Voorts heeft de Afdeling overwogen dat de minister, door behoudens omstandigheden als bedoeld in artikel 4:84 van de Awb, uitsluitend een GBA-inschrijving, dan wel de geboorte van een kind uit de relatie, als bewijs van een duurzame relatie te accepteren, gelet op de richtlijn, een te beperkte uitleg aan het begrip 'deugdelijk bewezen duurzame relatie' geeft. De klacht van de vreemdeling is dan ook in zoverre terecht voorgedragen, maar de grief kan, gelet op het volgende, niet tot vernietiging van de aangevallen uitspraak leiden.
2.2.2. Ingevolge artikel 8.13, derde lid, aanhef en onder c, van het Vreemdelingenbesluit 2000 (hierna: de Vb 2000), voor zover thans van belang, legt de vreemdeling, bij de indiening van de aanvraag, een document over waaruit de duurzame relatie met een vreemdeling, als bedoeld in
artikel 8.7, eerste lid, blijkt.
Ingevolge het derde lid, aanhef en onder f, legt de partner, bedoeld in artikel 8.7, vierde lid, een bij regeling van Onze Minister vast te stellen relatieverklaring over.

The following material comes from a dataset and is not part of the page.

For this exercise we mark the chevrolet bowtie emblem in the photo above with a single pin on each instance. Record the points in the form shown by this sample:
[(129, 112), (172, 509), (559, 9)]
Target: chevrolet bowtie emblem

2.2.3. De vreemdeling heeft weliswaar een relatieverklaring overgelegd, als bedoeld in artikel 8:13, derde lid, aanhef en onder f, van het Vb 2000, maar hij heeft geen document overgelegd, als bedoeld in artikel 8:13, derde lid, aanhef en onder c, van het Vb 2000, zodat de minister zich terecht op het standpunt heeft gesteld dat de vreemdeling niet aan de op hem rustende bewijslast heeft voldaan.
2.3. Verder klaagt de vreemdeling in de enige grief dat de rechtbank niet heeft onderkend dat ongehuwde partners van Unieburgers discriminatoir worden behandeld, nu wat betreft het bestaan van een duurzame relatie op hen een zwaardere bewijslast rust dan op ongehuwde partners van Nederlanders en derdelanders, die ten bewijze van hun relatie slechts een relatieverklaring hoeven te ondertekenen.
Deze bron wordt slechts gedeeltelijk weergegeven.